Few things rock a person’s finances harder than a divorce. And if you were a stay-at-home parent who left a career to take care of the kids while your spouse worked full-time, you may find yourself worried about your financial future and retirement down the line.
Washington state law calls for divorce settlements to reflect an equitable division of marital property. Financial security is generally one of the top concerns for those going through a divorce, and it can be even more concerning for those whose spouse was the sole breadwinner of the household—especially so if the divorce occurs later in life.
But did you know that in addition to being awarded alimony, you might also be eligible to claim your former spouse’s Social Security benefit? This can go a long way to providing financial stability in retirement.
Can I claim a spousal Social Security benefit?
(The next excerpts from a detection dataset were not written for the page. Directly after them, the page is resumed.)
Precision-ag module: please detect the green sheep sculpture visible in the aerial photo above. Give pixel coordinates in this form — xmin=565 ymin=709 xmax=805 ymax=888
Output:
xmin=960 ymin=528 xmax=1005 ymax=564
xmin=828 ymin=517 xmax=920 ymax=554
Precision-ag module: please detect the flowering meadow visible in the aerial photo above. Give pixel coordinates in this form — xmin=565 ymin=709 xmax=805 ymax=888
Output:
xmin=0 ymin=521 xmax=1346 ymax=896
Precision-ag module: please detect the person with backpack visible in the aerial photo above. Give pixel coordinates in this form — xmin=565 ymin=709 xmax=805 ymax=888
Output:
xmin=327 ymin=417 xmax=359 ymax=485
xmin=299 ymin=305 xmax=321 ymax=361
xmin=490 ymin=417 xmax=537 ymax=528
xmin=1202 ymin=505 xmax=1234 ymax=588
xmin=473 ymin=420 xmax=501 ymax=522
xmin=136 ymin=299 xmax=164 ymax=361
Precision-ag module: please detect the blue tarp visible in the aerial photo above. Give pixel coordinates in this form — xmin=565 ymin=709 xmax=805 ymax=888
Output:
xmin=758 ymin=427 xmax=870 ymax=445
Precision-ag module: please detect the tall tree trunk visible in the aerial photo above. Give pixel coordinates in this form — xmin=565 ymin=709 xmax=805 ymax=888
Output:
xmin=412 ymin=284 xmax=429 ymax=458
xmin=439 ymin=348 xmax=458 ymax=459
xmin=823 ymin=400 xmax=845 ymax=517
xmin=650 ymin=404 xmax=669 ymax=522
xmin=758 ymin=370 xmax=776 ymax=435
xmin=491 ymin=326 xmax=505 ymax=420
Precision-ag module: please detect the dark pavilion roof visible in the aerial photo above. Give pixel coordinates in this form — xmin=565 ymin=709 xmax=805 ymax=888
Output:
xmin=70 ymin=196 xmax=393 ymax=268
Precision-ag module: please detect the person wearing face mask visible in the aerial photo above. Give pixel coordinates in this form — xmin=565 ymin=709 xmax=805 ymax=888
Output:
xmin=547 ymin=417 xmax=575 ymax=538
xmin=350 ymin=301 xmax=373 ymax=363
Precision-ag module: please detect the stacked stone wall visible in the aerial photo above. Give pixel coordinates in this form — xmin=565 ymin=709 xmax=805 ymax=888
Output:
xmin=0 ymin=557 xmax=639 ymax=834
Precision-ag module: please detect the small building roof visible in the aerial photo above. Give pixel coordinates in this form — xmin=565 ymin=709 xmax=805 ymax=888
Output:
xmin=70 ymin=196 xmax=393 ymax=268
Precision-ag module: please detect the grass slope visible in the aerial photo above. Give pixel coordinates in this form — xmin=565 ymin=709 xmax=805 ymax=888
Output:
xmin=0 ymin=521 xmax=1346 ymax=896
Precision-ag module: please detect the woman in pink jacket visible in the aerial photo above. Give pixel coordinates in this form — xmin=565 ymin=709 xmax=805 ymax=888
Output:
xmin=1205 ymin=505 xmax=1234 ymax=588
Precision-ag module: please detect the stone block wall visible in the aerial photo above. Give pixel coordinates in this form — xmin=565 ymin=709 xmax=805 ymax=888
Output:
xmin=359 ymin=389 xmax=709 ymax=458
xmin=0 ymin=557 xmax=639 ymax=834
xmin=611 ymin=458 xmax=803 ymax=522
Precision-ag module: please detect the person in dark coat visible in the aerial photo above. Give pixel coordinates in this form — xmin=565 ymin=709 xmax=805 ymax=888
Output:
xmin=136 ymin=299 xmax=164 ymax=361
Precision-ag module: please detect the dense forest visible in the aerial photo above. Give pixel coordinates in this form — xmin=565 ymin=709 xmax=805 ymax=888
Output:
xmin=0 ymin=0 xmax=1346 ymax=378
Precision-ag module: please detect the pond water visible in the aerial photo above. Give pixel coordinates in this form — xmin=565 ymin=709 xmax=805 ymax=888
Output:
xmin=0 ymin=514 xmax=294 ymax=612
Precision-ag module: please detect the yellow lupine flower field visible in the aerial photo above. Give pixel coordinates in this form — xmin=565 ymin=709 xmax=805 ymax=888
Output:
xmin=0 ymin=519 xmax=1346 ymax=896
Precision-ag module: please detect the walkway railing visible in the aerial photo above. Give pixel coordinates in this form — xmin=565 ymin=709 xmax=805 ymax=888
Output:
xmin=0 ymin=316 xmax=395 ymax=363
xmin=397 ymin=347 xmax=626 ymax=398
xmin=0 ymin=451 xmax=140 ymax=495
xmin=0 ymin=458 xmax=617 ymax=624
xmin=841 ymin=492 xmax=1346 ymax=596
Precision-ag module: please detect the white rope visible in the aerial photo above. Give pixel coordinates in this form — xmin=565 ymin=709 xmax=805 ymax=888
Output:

Worried about post-divorce retirement because you weren’t the income-earner in your household? You may be able to claim a spousal benefit of up to 50 percent of your ex-partner’s total Social Security benefit.
Generally, you will be awarded whichever benefit is greater of the two between what you and your ex-spouse are eligible for—you will not receive both. The Social Security Administration Office will assess and calculate the amount to which you and your spouse are respectively entitled.
How do I know if I am eligible?
There are a few ground rules in terms of eligibility. For starters, you need to have been legally married for a minimum of 10 years, and you can’t be currently remarried. You also must meet the basic eligibility requirements for claiming Social Security—you cannot start claiming benefits until the age of 62.
How much of the Social Security benefit will I receive?
As stated above, you are only eligible for 50 percent (or less) of your ex-partner’s Social Security benefit. However, if your ex passes before you, you are eligible to receive their benefits in full.
It is important to remember that you can only claim the full value of your ex’s benefit amount when the full retirement age is reached. Conversely, if you claim benefits before you’re eligible for full retirement yourself, you will receive a reduced benefit.
Can I claim benefits if I am still working?
You can work while you receive benefits, but the income you earn may impact the size of your benefit. If you are bringing home more than the Social Security annual earnings limit and are younger than full retirement age, your benefit will be reduced.
How much will your benefit be reduced by? Your benefit will be reduced by $1 for every $2 you earn above the yearly earning limit (currently for 2021, the limit is $18,960). Once you reach the age of full retirement, Social Security will not reduce your benefits, regardless of how much you are earning.
What if I remarry?
Individuals who remarry forfeit their former partner’s benefits during the duration of that marriage. If that marriage ends—regardless of whether it is terminated by annulment, divorce, or death—you will again qualify for your first spouse’s Social Security if the marriage lasted at least 10 years. If your ex remarries, your benefits will not be impacted.
If your current spouse passes away and your marriage must have been valid for at least 9 months to be eligible to collect spousal benefits. Additionally, if your former spouse is deceased, you can start collecting benefits as a surviving spouse at the age of 60 (age 50 if you are disabled).
Remember, Social Security benefits aren’t automatic—you must apply. To apply for Social Security, you need to be able to provide either: Your former spouse’s Social Security Identification Number or be able to provide their place of birth and birthdate along with the names of your spouse’s parents.
If you are eligible, you can apply online at ssa.gov or you can phone the Social Security administration at 1-800-772-1213. You can also make a physical appointment at your local Social Security office.